As the electric saw cuts into the base of the horn of the live rhino lying at my feet, I feel an uncomfortable guilt. The rhino shakes and judders and there is an unpleasant smell reminiscent of burning hair. I glance nervously at the friends around me, clad in khaki and camouflage.
But luckily for this rhino, I wasn’t a poacher and there was no blood or bounty—I was there as part of a conservation drive. Just over a month ago I was involved in a local operation to de-horn white rhinoceros in South Africa. The idea is that by removing the horn, we remove the motive for poaching. However, I have a conflict of emotions about this process: taking the horn from a rhino is what the bad guys do. In an ideal world we wouldn’t do this, but it’s for the good of both the individual rhino and the species.
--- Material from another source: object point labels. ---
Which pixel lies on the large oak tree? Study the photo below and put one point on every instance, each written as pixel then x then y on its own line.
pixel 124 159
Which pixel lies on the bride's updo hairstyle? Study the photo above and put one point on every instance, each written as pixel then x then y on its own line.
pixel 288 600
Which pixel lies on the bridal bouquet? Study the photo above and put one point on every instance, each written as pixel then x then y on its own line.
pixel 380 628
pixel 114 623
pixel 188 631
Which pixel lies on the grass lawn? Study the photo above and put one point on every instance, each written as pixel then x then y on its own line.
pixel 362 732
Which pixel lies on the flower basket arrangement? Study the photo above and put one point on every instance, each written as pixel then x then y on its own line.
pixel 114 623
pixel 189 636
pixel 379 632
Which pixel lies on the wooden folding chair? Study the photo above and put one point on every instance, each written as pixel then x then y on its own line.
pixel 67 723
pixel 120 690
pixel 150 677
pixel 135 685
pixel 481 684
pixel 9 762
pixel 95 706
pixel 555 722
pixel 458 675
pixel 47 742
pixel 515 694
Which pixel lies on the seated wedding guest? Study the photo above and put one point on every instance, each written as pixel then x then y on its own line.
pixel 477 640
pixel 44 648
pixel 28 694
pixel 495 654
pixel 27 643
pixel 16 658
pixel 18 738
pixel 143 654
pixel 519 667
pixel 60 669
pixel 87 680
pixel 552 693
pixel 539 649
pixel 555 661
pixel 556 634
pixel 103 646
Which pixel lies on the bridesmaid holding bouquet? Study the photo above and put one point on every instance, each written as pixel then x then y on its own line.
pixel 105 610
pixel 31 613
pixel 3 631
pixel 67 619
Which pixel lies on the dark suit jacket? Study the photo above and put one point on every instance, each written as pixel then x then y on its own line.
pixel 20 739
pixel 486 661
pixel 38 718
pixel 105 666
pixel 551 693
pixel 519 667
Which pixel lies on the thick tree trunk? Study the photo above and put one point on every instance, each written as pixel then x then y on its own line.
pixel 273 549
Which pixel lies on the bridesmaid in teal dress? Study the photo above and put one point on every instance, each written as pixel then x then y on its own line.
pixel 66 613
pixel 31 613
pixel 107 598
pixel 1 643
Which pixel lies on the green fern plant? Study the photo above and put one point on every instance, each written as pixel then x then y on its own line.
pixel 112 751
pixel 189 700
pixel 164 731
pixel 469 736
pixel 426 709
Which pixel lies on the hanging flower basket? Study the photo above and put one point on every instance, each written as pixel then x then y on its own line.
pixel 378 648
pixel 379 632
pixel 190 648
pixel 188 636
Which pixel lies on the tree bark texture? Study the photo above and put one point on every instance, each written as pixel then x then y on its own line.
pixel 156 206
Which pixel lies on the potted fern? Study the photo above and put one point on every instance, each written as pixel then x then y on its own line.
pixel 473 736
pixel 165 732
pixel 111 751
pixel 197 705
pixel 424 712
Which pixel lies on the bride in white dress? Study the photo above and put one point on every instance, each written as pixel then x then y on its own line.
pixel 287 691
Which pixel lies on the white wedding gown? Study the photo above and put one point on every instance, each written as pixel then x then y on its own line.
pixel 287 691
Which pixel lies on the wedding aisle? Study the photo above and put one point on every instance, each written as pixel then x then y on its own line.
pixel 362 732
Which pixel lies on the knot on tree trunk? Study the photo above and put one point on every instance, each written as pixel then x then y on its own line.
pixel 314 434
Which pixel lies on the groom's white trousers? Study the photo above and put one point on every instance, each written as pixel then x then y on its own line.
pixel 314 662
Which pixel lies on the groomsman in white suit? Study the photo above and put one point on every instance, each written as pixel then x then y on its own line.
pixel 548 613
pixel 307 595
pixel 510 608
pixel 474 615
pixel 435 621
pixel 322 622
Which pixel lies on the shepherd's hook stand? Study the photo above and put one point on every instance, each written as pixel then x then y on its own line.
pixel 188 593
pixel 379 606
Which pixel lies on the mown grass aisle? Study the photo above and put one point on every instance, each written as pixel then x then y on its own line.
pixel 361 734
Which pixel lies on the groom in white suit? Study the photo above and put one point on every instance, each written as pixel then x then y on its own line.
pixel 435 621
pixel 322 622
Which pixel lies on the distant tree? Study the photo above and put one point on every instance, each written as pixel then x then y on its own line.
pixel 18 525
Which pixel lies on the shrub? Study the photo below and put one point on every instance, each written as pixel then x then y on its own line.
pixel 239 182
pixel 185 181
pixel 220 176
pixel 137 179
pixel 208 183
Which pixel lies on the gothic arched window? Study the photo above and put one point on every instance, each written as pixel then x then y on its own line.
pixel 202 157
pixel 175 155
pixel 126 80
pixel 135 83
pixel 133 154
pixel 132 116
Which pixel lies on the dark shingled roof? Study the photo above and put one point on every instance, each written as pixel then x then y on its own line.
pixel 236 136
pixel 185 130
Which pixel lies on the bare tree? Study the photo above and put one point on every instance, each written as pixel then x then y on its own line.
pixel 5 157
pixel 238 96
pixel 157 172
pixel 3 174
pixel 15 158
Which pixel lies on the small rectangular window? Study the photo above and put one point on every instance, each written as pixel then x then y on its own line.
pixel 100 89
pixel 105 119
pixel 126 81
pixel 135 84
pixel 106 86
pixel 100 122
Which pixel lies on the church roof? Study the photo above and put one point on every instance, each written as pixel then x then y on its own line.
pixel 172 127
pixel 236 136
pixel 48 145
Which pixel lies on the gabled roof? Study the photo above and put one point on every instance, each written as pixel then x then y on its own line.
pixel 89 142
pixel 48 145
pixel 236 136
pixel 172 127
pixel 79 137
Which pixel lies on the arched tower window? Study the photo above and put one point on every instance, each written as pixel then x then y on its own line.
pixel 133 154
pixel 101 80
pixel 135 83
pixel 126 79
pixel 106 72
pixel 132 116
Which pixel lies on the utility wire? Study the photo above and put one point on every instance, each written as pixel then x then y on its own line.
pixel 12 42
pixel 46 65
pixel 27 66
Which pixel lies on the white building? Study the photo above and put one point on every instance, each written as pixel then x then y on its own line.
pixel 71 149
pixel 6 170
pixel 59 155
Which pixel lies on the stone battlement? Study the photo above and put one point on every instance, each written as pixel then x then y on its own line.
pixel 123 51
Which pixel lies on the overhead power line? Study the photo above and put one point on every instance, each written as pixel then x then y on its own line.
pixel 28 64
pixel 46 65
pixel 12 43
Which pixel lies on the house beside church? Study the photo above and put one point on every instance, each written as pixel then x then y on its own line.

At the end of the operation, our rhino walks off to go about its life. Much like your hair and nails, rhino horn is made up of keratin—removing it is painless and it will slowly grow back.
But if poachers get to our rhino first, they will almost inevitably kill it to cut off its horn. And its death is unlikely to be painless.
Moving the Target
Another method to put off poachers is to relocate the rhino. I’ve been involved in transporting rhino hundreds of miles away in massive crates on the back of giant trucks to move them to a safer location.
De-horning and translocation both require rhino capture, helicopters, fast 4x4 drivers, wildlife vets, and a general lack of fear of a very large animal (which is never totally asleep). It is an epic and dangerous operation; for the rhino and the team.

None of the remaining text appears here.